# MS Word: "top margin" missing for new documents



## trevexcel2 (Dec 9, 2009)

(Windows XP, Office 2003) 

Please help, I'm a bit baffled! When I choose {file \ new}, or press ctrl + n, it creates a new blank document as one would expect, using as template {C:\Documents and Settings\ MyUserName\Application Data\Microsoft\Templates\Normal.dot}.

But the first words I type starts right at the top edge of the page, not below a (e.g. 1 inch) top margin.
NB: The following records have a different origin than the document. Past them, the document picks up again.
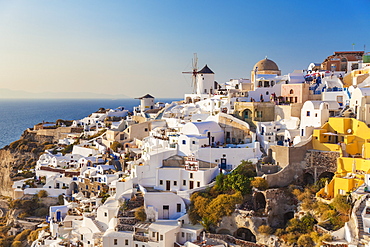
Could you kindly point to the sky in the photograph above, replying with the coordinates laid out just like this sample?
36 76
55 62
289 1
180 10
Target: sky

My menu has \ view \ ruler = yes. At the left of the Word editor, the ruler has no grey part at the top left as usually: All of it is white. (Inside a correct document, when I hold the mouse over the edge between the grey and white in the vertical ruler on the left, the yellow tooltip says 'top margin'.)

My {file \ page setup \ margins} all look normal: top margin = 2.54cm (=1 inch), bottom margin = 2.54cm also. The settings are like this for normal.dot also. When I open normal.dot on its own as a template (.dot) file, the first words correctly start below the 1 inch margin. But when I close normal.dot and press ctrl + n again for a new document, the first words are at the top again.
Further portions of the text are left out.